Il existe, au cours de l'exercice des fonctions, un contrôle opéré par le supérieur hiérarchique du magistrat qui peut découvrir ou être informé de situations ou de comportements qui interrogent la déontologie. La révélation de ces difficultés peut résulter incidemment de l'évaluation à laquelle sont soumis les magistrats ou encore de l'inspection à laquelle peuvent procéder les chefs de juridiction ou de cour d'appel. À ce titre, il résulte des dispositions de l'article 44 de l'ordonnance statutaire que les chefs de cour d'appel ont, à l'égard des magistrats placés sous leur autorité, le pouvoir de leur donner un avertissement et ce « en dehors de toute action disciplinaire ».
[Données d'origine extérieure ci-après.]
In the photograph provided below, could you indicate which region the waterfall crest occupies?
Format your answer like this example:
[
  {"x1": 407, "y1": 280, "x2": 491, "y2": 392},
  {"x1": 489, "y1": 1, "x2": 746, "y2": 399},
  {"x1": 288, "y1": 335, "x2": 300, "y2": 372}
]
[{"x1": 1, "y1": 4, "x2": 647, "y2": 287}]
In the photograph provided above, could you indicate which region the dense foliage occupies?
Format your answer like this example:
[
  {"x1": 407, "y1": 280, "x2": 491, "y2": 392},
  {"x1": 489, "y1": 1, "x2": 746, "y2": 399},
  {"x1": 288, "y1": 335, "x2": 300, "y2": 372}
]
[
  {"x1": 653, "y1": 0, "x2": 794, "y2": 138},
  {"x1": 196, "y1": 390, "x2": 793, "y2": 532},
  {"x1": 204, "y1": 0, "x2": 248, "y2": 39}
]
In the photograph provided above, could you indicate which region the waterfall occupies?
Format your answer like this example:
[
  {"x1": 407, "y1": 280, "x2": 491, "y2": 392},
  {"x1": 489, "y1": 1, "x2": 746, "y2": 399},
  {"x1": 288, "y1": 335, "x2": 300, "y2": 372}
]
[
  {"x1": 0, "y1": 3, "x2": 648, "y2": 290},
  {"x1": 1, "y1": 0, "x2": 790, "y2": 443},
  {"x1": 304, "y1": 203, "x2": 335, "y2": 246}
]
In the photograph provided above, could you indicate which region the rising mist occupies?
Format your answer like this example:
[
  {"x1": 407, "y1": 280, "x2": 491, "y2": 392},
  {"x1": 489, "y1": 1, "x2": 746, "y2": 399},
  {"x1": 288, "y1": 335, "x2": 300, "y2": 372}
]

Le contrôle peut bien évidemment prendre la forme disciplinaire. Les poursuites devant le CSM, en tant que conseil de discipline, peuvent être engagées sur ce fondement, soit par le garde des sceaux, ministre de la justice, saisi d'une plainte ou informé de faits de nature à entraîner des poursuites disciplinaires, soit par les chefs de cour d'appel ou de tribunal supérieur d'appel.
Depuis la loi organique du 22 juillet 2010, ce contrôle est également exercé directement par tout justiciable qui fait grief à un magistrat d'avoir dans l'exercice de ses fonctions adopté un comportement susceptible de recevoir une qualification disciplinaire et qui peut, à ce titre, saisir le CSM. Cette saisine est légalement encadrée notamment par l'institution d'une commission d'admission des requêtes. Si cette voie demeure à ce jour encore peu utilisée par les justiciables, il s'agit cependant d'une avancée importante au titre de la transparence et du contrôle démocratique de la mission régalienne justice. Ce contrôle démocratique s'exerce aussi me semble-t-il à travers la publicité qui s'attache, sauf exception, aux audiences disciplinaires du CSM.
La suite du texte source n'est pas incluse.